NIBLSE Newsletter

July 2018

Greetings from NIBLSE!

NIBLSE is an NSF-funded Research Coordination Network that facilitates the integration of bioinformatics into life science curricula. The NIBLSE network currently has 80 formal members representing a diverse set of higher education institutions. The network has established infrastructure and resources to support integration of bioinformatics exercises, modules and courses. We seek to expand our membership and support faculty who share our mission and goals.

The NIBLSE Mission

The long-term goal of NIBLSE is to achieve the full integration of bioinformatics into undergraduate life sciences education. Specific activities are:

  1. Establish a permanent network of investigators.
  2. Collaboratively identify, vet, and refine a set of bioinformatics core competencies.
  3. Identify and vet assessment tools.
  4. Organize and simplify the dissemination of materials.


Core Competencies & Resource Collection

Core Competencies

We proudly announce that NIBLSE has established a set of bioinformatics core competencies. A publication describing these core competencies was recently published in PLOS ONE.

Figure 5 from PLOS paper

NIBLSE Core Competency Highlight

In each of our newsletters we will highlight a NIBLSE core competency. All nine competencies can be found on the NIBLSE Website. Our first highlight will feature Core Competency 1 (C1).

Modern biology is inextricably linked to computation. Large datasets are the norm and computational analysis is routine. One exciting outcome of this relationship is the role of computation in hypothesis generation. In life science research, bioinformatics is a two way street; it answers questions posed by bench and field scientists and it reveals questions that direct bench and field scientist’s investigations. Therefore, life science students must become familiar with computation and data mining

C1. Explain the role of computation and data mining in addressing hypothesis-driven and hypothesis-generating questions within the life sciences.

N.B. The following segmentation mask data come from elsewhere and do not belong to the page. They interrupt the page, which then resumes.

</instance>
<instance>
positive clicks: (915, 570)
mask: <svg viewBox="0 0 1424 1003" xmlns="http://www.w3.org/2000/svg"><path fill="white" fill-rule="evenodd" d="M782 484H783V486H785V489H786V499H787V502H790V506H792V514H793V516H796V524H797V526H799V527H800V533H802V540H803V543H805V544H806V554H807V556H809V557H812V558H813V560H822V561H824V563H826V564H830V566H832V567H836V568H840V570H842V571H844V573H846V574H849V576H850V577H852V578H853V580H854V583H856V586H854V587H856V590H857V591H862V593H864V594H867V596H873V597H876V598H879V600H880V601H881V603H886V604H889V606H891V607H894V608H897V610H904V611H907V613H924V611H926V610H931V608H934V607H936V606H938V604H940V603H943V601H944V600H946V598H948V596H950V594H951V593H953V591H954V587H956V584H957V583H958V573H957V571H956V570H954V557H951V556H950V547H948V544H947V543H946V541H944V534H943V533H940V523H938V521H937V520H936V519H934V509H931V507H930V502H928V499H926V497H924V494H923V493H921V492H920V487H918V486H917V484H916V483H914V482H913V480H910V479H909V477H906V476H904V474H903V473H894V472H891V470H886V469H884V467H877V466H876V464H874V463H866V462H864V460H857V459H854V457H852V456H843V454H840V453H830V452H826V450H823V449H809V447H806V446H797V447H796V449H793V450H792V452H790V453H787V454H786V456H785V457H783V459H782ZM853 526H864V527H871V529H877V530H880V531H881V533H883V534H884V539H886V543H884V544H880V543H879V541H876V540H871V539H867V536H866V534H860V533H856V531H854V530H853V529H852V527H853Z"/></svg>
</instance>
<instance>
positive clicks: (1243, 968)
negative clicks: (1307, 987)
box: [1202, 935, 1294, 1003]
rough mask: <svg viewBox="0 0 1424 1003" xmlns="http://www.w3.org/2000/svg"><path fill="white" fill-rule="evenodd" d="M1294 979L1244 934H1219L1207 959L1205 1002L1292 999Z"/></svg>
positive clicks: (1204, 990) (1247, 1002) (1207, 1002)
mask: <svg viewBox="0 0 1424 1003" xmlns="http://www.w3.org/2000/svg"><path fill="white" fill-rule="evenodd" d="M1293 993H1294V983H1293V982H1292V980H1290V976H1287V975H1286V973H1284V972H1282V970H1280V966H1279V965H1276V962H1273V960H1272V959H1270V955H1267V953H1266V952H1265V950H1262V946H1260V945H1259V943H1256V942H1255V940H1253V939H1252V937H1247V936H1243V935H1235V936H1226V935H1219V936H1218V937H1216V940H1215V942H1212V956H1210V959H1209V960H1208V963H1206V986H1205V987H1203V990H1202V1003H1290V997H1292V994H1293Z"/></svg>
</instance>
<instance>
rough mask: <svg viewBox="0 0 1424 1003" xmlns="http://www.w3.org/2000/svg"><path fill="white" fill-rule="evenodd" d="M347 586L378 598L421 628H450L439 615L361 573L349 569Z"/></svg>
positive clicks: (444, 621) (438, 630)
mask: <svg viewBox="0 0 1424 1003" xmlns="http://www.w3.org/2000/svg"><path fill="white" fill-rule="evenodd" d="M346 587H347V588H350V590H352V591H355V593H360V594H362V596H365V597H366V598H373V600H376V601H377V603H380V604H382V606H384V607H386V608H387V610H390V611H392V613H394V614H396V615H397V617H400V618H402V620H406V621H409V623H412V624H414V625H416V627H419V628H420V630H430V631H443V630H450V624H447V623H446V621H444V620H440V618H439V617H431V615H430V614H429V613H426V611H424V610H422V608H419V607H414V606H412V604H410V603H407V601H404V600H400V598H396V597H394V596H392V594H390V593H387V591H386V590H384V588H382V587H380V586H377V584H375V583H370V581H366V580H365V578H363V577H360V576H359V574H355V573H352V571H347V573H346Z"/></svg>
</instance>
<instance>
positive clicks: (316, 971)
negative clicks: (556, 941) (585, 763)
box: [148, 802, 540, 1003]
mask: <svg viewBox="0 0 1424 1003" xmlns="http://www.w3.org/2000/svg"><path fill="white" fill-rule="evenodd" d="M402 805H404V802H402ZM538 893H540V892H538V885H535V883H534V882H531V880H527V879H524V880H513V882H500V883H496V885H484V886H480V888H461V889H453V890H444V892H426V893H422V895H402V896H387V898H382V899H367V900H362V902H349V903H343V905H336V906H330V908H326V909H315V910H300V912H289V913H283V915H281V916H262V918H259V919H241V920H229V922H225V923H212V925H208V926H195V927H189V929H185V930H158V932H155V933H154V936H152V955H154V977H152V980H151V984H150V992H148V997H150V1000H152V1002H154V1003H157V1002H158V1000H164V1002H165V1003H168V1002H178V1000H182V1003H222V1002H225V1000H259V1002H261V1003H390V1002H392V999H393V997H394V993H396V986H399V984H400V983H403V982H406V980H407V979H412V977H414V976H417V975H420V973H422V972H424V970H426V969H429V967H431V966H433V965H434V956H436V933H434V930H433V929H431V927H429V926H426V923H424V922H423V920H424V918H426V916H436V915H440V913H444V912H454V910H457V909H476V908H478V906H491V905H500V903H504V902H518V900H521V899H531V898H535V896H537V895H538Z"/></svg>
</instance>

Life sciences students should have a clear understanding of the role computing and data mining play in modern biology. Given a traditional hypothesis-driven research question, students should have ideas about what types of data and software exist that could help them answer the question quickly and efficiently. They should also appreciate that mining large datasets can generate novel hypotheses to be tested in the lab or field.

  • Compare and contrast computer-based research with wet-lab research.
  • Explain the role of computation in finding genes, detecting the function of protein domains, and inferring protein function.
  • Describe the role of various databases in identifying potential gene targets for drug development


NIBLSE Resource Collection

One of NIBLSE most important accomplishments is vetting and disseminating bioinformatics education resources. NIBLSE has partnered with QUBES to make a Resource Collection available to any interested educator. Using a unique incubator model, the Resources Review Committee (RRC) has worked with authors to develop resources that are ready for integration into courses. The RRC is actively seeking new resources and actively incubating submitted resources. Please contact Bill Morgan ( if you are interested in participating in an incubator or if you have a resource to submit.

NIBLSE Resource Collection Highlight

NIBLSE Learning Resources

In each of our newsletters we will highlight an educational resource available in the Resource Collection. Our first resource highlight will feature an exercise that explores bioinformatics concepts and tools developed by Adam Kleinschmit from Adams State University called Bioinformatics-Investigating Sequence Similarity. It is an exercise that utilizes simple paper models to help students understand matrices and algorithms prior to use of web-based computational tools. The exercise specifically addresses Core Competencies C2 (Computational Concepts), C4 (Bioinformatics Tools), C5 (Retrieve Data) and C8 (Data Types).